- By Fat Nakago
- 30 October, 2012
- No Comments
If I were the editorial staff of the MIRROR, I would probably have closed this little reportage to any sort of repartee. This is my comment to said reportage, but as I type this on my trusty Adler J-5, my comment has to yet hit the MIRROR. Perhaps it is because I am too verbose?? Hey…it’s only 500 words or less… Onward:
Instead, the Field Goblins have been set loose to run amok ((or, insert *the name of your favourite, non-racial, villain/beast/monster from World of Warcraft/Final Fantasy* HERE)). I chose Field Goblins since I used to play DragonRealms back in the good ol’ days of 1996. And that seems apropos. But, feel free to substitute depending on your predilections. And yes, I DO have a job, and it’s NOT Paladin.
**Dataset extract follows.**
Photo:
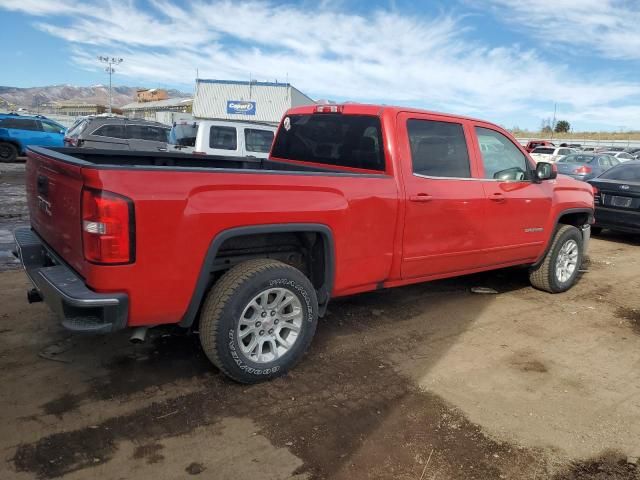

So now it seems that the swirl of hypocrisy does not allow Chelsea to make a claim of racism? ((read the comments, of course)) Really?? I thought this all was supposed to be a matter of principle, not a matter of which team you think sucks (( as an aside, I wonder which vile team Richard Fenton supports….ah..he’s probably a Minnesota Vikings (((Vike-Queens))) fan)) and should burn and rot in hell. And by extension, how DARE a team with John Terry as it’s Captain ((even though found not guilty in a court of law)) ever claim racist (or even ethnic) abuse?? Is that it??
Well…hopefully the FA will apply the same standard they applied to BOTH Terry and Suarez, just to be fair and balanced. Since the PRINCIPLE of the thing is what really matters after all, right? And the FA is gormandized with principle, and so?
So enough of this two with one blow flummery ((and it WOULD be quite a feat to racially abuse BOTH a black man (John Obi Mikel) and a white man (Juan Mata) in the span of a few descending series of moments there now, if it wasn’t so despicably facile to do so)). Clattenburg’s ((alleged)) racist behavior aside, Chelsea wrote their own ticket at the start, got handcuffed and had a ride in the back of a police car with AC/DC’s “Highway To Hell” playing on the radio instead of the usual cop chatter for the first 1/3rd of the match….that ride was on them. As for the rest, well…time will tell. But anytime a ref imposes himself on a match, whether it’s soccer, baseball, the OTHER football match that was occuring in London when this little bit of argy bargy was going off, hockey, basketball, and sumo wrestling, nothing much good will come of it.
And unfortunately for the team in blue, a match that probably should have been won was lost, but…more unfortunately for the man in black, a decent career might be gone forever, or a day.
Sian Massey, where are you when we truly need you?!!
So word to y’all….make sure your shoes are tied, but…be careful when you bend over.